If $G$ and $H$ are indeed isomorphic then a possible certificate can be given as a renaming map that tells us how to match/pair the vertices of the two graphs.

For example, the top-left star graph below can be morphed into the bottom-right pentagon graph as follows:

The renaming map of the vertices is given by:

\[\begin{array}{rcl} a_1 &\mapsto& b_1 \\ a_2 &\mapsto& b_4 \\ a_3 &\mapsto& b_2 \\ a_4 &\mapsto& b_5 \\ a_5 &\mapsto& b_3 \\ \end{array}\]
Given such a certificate, we then have to check that the edges for each pair of vertices match. That is to say: if the vertices $a_i,a_j\in V$ have an edge between them, then their corresponding vertices $b_k,b_\ell\in V'$ must also have an edge between them.

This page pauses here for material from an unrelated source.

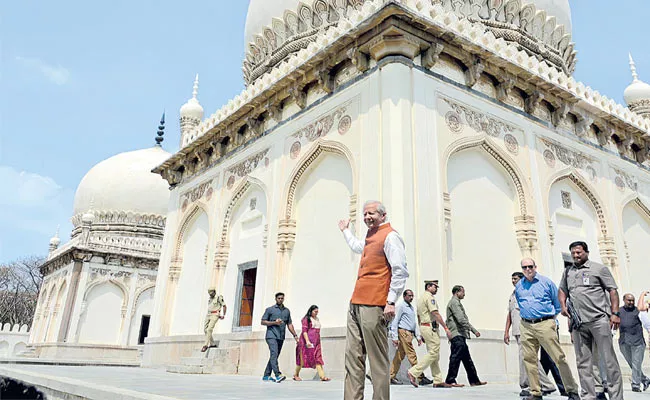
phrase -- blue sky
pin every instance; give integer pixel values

You may think that we ought to also check that if $a_i$ and $a_j$ are not connected then $b_k$ and $b_\ell$ are not either, but it is not needed because: $|E|=|E'|$ implies that the previous check is sufficient. (Convince yourself!)

Let $v$ be a given bijective map between the vertex sets $V$ and $V'$. Then we require the following map between $E$ and $E'$ to also be bijective:

\[\underbrace{(a_i,a_j)}_\text{Edge from $E$} \xmapsto{\hspace{1cm}} \quad \underbrace{(b_k, b_\ell)}_\text{Edge from $E'$} = \quad \Big(\underbrace{v(a_i)}_{b_k}, \underbrace{v(a_j)}_{b_\ell}\Big). % \qquad\text{for all edges $(a,b)\in E$.}\]
Let us now estimate the cost of these checks, assuming that the various properties of the graphs are efficiently implemented.
- The first check about the sizes can be done in time $O(1)$.
- To check the validity of the edges:
  
  (1) we iterate over each edge $(a_i,a_j)\in E$,
  
  (2) we map it to $(b_k, b_\ell)=(v(a_i), v(a_j))$,
  
  (3) and then check that this is indeed in $E'$.
  
  This costs:
  
  \[|E|\times\Big(\underbrace{2\times O(1)}_\text{for $v(a_i), v(a_j)$} + \underbrace{O(\log |E'|)}_\text{Binary search in $E'$}\Big) = O(|E|\cdot\log |E|),\]
  
  because $|E|=|E'|$.
  
  (You may find it useful to study the table at: https://en.wikipedia.org/wiki/Big_O_notation#Orders_of_common_functions)
We conclude that the total cost is $O(1)+O(|E|\cdot\log |E|) = O(|E|\log |E|)$, which is polynomial as required.